FSAM: Sparse Flow-Sensitive Pointer Analysis for Multithreaded Programs
Authors
Yulei Sui    Peng Di    Jingling Xue   
School of Computer Science and Engineering , UNSW Australia
1. Description

FSAM is a new sparse Flow-Sensitive pointer Analysis for Multithreaded C programs (with Pthreads) conducted through a series of thread interference analysis phases.

2. Paper and Artifact

Sparse Flow-Sensitive Pointer Analysis for Multithreaded Programs 2016 International Symposium on Code Generation and Optimization (CGO' 16)

Virtual Image of FSAM Framework: FSAM.ova (4.5GB)

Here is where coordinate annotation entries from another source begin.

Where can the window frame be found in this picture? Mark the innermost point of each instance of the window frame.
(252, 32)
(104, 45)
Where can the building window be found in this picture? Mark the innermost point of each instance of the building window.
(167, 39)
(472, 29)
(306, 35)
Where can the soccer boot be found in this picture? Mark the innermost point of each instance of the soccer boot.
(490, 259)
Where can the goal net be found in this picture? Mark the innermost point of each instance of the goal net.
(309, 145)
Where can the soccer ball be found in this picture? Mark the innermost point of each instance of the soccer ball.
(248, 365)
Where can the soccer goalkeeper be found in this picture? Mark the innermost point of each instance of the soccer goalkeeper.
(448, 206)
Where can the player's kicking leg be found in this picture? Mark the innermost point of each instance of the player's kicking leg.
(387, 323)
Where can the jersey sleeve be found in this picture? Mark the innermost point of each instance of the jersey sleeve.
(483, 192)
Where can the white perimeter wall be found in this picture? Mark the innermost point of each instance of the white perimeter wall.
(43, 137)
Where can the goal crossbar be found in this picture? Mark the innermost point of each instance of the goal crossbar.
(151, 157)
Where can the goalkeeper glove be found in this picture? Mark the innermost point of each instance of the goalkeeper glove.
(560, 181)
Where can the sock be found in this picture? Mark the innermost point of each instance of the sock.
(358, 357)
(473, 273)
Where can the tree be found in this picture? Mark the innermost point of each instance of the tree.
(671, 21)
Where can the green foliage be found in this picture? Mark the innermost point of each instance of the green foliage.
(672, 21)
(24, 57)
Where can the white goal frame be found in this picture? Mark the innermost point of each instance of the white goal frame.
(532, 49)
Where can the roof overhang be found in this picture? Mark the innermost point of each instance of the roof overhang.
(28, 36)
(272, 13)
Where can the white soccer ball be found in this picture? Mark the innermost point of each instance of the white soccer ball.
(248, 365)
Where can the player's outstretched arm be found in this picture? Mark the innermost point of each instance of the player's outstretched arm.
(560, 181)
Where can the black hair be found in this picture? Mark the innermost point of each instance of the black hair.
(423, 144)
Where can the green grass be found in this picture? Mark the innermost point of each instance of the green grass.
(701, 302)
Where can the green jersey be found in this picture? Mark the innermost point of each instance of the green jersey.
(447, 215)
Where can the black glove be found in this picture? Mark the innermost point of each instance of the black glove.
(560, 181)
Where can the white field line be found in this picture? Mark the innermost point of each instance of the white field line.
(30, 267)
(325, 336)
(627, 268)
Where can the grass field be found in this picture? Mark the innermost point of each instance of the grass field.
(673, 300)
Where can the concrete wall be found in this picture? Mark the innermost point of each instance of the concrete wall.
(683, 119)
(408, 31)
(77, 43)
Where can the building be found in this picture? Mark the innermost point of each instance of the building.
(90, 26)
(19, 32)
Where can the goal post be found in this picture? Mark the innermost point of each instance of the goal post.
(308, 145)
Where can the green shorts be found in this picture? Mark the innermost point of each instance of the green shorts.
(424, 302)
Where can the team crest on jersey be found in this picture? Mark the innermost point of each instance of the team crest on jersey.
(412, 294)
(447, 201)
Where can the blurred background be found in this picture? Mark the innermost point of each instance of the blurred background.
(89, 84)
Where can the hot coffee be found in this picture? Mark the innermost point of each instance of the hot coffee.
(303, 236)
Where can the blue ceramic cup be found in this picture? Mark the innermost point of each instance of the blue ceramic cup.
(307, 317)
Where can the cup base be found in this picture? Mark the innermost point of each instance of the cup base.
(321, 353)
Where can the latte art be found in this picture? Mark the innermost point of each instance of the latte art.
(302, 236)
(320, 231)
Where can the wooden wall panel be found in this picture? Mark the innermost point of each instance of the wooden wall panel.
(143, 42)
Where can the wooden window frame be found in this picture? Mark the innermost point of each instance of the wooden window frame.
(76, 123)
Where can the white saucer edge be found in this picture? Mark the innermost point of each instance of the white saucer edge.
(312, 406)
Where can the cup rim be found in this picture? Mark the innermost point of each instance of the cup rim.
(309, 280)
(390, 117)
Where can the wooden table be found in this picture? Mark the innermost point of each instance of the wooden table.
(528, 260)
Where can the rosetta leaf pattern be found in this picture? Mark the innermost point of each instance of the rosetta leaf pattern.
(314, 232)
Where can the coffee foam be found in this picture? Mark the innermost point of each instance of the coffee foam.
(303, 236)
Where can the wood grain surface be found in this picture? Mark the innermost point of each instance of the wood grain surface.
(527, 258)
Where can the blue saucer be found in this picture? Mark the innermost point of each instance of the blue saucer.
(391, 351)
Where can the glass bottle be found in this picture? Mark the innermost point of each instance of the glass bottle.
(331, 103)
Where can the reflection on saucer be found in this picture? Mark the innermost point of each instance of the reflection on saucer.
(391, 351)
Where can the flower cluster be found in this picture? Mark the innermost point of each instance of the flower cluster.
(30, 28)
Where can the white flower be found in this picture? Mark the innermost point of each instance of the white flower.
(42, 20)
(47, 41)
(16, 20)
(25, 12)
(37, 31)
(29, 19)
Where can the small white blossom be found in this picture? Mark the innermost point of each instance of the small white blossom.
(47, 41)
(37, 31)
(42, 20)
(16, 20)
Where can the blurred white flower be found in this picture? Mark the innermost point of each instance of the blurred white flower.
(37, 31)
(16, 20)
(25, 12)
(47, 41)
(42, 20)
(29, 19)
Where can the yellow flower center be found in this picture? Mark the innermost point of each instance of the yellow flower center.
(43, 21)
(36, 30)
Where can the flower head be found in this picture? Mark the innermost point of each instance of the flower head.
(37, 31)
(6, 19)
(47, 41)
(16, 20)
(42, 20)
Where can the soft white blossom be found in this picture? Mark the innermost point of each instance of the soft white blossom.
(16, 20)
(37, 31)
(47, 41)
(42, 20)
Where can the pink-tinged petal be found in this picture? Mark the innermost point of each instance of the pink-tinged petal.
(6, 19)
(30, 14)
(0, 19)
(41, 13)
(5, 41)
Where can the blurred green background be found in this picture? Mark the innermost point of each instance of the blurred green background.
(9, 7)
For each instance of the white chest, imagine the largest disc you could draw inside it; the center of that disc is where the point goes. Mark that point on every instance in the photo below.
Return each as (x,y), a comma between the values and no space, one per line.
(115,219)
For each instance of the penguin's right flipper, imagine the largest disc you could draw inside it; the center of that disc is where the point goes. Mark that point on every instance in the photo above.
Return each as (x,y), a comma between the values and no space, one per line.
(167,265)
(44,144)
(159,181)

FSAM is built on top of SVF, a static value-flow analysis framework operating on LLVM-IR. FSAM will be integrated into SVF based on the latest release of LLVM (version 3.7.0). The core source code files reside under "include/MTA" and "lib/MTA" and can be downloaded here . Its executable file "mta" can be found at "Release+Asserts/bin/mta" after a successful build.

To help users reproduce the data in the paper, we have also provided a virtual machine image, which contains the source code of FSAM, together with scripts and benchmarks used in our experimental evaluation, as described in the paper.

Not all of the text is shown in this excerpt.